I play the music I love while I create my own fable in the quiet of early May.
I savor the collection of things that we’ve accumulated over the last 30 years.
There is my grandmother’s brown betty tea pot snugged into a niche in the kitchen a few feet away from the lovely glass fronted cupboard that belongs in a far fancier abode. Each fills me with delight.
There are blue Ball Jars with glass tops and wire bales filled with peppercorns, rice, tea bags and such. They glisten in the sun streaming from the skylight above.
The porcelain topped table, from my mother’s house in Florida, is on wheels now and can masquerade as an island for food prep if needed. It’s a great place to roll out dough or set up a bar.
There are two ancient wooden sewing tables that I bought from a garage sale on Howlett Hill Road.
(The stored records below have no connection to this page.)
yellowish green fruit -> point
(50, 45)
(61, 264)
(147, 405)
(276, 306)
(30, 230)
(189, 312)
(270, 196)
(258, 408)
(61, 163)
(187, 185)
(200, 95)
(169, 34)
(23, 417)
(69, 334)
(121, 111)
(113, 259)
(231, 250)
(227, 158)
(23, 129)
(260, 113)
Well used by others, one serves as a desk in my son’s room and the other waits behind the door in the front bedroom for its assignment.
That front bedroom with its enormous windows looking out over the lake is painted in stark white. Its brass bed and quilted coverlet could vie for a page in one of the country magazines. At least I think so.
And lying across the bottom of the brass bed is a comforter given to me by my sister, Kathleen, who so loved staying there. It is not a pricy piece, but because it was from her, it has earned a place in my rustic fantasy.
Still, when the summer begins and the family and friends fill the cottage, its decks and beach, there is another delight.
The crocheted lace is still lovely but unnoted. The flowered tablecloth has returned to the cupboard to hide from the exuberance of children and men who need the bare wood table for their conversations.
The cottage, no longer the mystical creation of my ministrations, is now a place to enjoy the presence of others, their lives and leavings.
A screen door slams shut, the grill almost never cools down, water toys and towels hang along the railings of the deck, wet footprints mark the once clean floors, board games fill other hours and the music of the easy times is backdrop.
The cottage becomes the stage for the reality unique to each year.
I watched that big bird perched in the oak by the water’s edge. He and another sailed off on the winds across the lake.
Were they part of my imagining or the harbinger of the coming summer?